I know that many are afraid to surrender completely to the Spirit, afraid that they will become what some people call “hot pots.” But the danger to the present church is not from “hot pots” but from “cold fish”! Unless I am greatly mistaken, our churches are more in danger of freezing up than burning up.

Prayer

O God, forgive me, I pray, for not allowing Your Holy Spirit to have full sway in my life and experience. Let Your divine fire burn within me, and help me not to dampen it. For Jesus’ sake. Amen.

Further Study

Ac 10:34-48; 2Co 3:17; Rm 8:2; Lk 4:18

What happened while Peter was preaching?

What liberty did this bring?

The Gift of God

Psalm 127:3

Eighteen years ago, our son John was killed in an automobile accident. John, to his friends, was a real day-brightener; and to his family “fair as a star when only one is shining in the sky.” Sixteen-year-old John, who enjoyed beating his old man at every game and in every race, beat his father to the grave.

Our own broken hearts are mending, largely thanks to many dear friends and co-workers. If in that year we relearned one lesson, it is that love not only begets love, it transmits strength.

We miss John very much. We wonder how he would look and what he would be doing these days if he were still alive. Indeed, John lives. Of that we are assured; he is with our Lord, and we will be there some day also.

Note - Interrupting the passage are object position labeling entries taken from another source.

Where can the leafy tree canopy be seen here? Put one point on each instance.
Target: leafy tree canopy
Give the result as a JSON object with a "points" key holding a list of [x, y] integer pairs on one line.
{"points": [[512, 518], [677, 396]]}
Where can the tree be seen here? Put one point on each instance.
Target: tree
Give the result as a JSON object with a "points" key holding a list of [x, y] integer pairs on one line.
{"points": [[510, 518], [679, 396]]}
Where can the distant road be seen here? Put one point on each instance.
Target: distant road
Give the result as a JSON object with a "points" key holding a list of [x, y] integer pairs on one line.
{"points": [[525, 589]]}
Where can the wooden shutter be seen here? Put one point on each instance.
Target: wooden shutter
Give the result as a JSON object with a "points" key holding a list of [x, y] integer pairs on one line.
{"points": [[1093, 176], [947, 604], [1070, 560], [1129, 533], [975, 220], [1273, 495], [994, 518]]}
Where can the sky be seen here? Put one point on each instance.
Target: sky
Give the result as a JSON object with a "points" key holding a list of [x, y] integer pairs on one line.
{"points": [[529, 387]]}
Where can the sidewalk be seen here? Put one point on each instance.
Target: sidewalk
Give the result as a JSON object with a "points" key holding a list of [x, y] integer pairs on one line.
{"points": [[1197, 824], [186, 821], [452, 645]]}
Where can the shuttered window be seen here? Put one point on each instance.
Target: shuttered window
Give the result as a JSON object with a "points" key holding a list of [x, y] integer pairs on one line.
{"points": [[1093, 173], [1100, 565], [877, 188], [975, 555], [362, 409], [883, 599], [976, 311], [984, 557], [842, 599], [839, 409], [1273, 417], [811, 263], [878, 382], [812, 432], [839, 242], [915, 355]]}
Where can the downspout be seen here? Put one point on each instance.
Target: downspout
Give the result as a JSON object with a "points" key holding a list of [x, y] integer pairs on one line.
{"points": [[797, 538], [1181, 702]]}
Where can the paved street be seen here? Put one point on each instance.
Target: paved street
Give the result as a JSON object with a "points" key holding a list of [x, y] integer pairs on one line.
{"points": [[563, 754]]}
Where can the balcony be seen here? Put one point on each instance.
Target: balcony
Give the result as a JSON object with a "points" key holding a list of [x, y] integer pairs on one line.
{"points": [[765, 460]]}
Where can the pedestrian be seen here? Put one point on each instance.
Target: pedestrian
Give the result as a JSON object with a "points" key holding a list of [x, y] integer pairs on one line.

When a person dies, there are many things that can be said, but the one thing that should never be said is, “It is the will of God.” Our consolation lies in knowing that it was not the will of God that John should have died; God’s heart was the first of all hearts to break.

We cannot confess that our lives have always been bright and sunny. Soon after the promotion to Glory of John, I could not pray as I used to do daily. I was angry that John’s promising future had been taken away. I could not accept what had happened to him. This was the darkest time of our lives.

We were able to turn the corner by thanking God for John who was with us for those sixteen precious years, rather than theorizing on his unlived life. We started to pray together and to read God’s Word together again. We later learned that comrades in Korea spent special times in prayer for us. Certainly the gift of the Spirit was there. We learned that there were countless friends around the world praying for us in those days. No wonder the Lord had been with us in the midst of the valley of the shadow of death, in those darkest days of our lives. We owe so very much to our Lord and to the power of prayer. We thank God for His deliverance of us, for through this experience we were able to prove yet once again, His love, His compassion, His goodness and His faithfulness.